The celebration of a feast of All the Martyrs goes back to the first centuries AD, according to the testimony of St Ephrem of Damascus and St John Chrysostom. It was kept on the first Sunday after Pentecost.
It was rather later in Rome, AD 610, that the old pagan temple, the Pantheon, sacred to all the gods of Rome, was consecrated as a church in honour of 'St Mary and the Martyrs' on 13 May. A chapel in their honour was dedicated in St Peter's in 735.
The feast was probably brought to England by St Egbert, bishop of York, about the same date. It is attested as also being celebrated about AD 800, and on 1 November, following the English practice.
The Pantheon in Rome was consecrated to all the martyrs, thought of as not merely replacing the old pagan gods, but as driving them out, the gods having been reduced to the status of demons in current Christian thought. In the same way, perhaps 1 November had been the day in northern Europe on which the gods/demons of winter had been propitiated, and was henceforth to be the day on which all the saints would be venerated, and their protection sought against the rigours of the northern European winter.

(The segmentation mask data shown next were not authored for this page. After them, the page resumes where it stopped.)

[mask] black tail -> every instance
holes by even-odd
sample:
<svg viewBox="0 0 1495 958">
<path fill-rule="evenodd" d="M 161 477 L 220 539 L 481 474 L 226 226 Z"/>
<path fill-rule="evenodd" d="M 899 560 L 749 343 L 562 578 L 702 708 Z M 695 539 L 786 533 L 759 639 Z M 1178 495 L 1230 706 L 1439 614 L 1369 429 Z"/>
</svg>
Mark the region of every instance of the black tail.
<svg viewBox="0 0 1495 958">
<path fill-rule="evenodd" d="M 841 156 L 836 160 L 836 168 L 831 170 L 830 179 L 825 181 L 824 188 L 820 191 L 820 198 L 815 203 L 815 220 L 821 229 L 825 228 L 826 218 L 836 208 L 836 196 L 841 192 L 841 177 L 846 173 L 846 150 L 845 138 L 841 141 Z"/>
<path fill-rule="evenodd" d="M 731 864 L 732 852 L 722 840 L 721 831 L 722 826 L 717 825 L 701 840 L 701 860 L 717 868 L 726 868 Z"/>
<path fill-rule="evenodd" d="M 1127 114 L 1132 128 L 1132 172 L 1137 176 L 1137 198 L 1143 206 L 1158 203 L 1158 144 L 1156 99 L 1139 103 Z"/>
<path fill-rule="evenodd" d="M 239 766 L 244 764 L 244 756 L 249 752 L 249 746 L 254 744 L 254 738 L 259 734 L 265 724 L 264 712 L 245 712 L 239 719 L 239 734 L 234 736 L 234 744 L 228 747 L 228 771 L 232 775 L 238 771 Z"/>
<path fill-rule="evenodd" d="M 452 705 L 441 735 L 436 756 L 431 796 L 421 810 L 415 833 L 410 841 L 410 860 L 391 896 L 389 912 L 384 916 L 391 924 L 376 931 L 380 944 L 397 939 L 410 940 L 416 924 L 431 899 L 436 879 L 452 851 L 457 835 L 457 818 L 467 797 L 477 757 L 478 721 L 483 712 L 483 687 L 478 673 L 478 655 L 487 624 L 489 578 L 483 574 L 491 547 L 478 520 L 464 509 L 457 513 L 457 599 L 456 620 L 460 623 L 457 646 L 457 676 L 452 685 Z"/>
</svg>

And what does All Saints day mean for us? I think it is the day on which we think of all the uncanonised saints there are, and especially those we have a personal devotion to. I am thinking here, for instance, of Cardinal Newman for many English Catholics.
Or again of Mother Margaret Mary Hallahan for the Dominican Sisters of the Stone Congregation which she founded. She had been housekeeper to Bishop Ullathorne, first bishop of Birmingham after the restoration of the hierarchy in England, and she founded her congregation at Stone, Staffordshire, with his support and blessing.
Is he too, the man whose life took him From Cabin-boy to Archbishop (his autobiography), and who reminded Cardinal Manning that he himself had
'ad a mitre on 'is 'ead while you were still a bloomin' 'eretic,
another uncanonised, and no doubt uncanonisable, saint? I would like to think so.
Then finally there are the people we have known, who in our own estimation have gone straight to heaven when they died, saints totally unknown and unsung in the Church at large.
I think here of my assistant novice master back in 1948-9, Alphonsus Okell O.P. - 'Alf' of course to all his brethren and to us novices - who had been badly gassed in World War I, and whose contributions to the divine office in choir (all in Latin of course) were not infrequently the source of innocent and not easily controllable merriment both to the novices and the older brethren. He was a man of the sweetest imaginable nature.
At an even more personal level, I think of my aunt Jean, nominally a member of the Church of Scotland, and most certainly not a Catholic, again a most sweet-natured person, always cheerful, ready at the drop of a hat to do everybody else's work for them. So, all the saints whose intercession is certainly worth pleading for.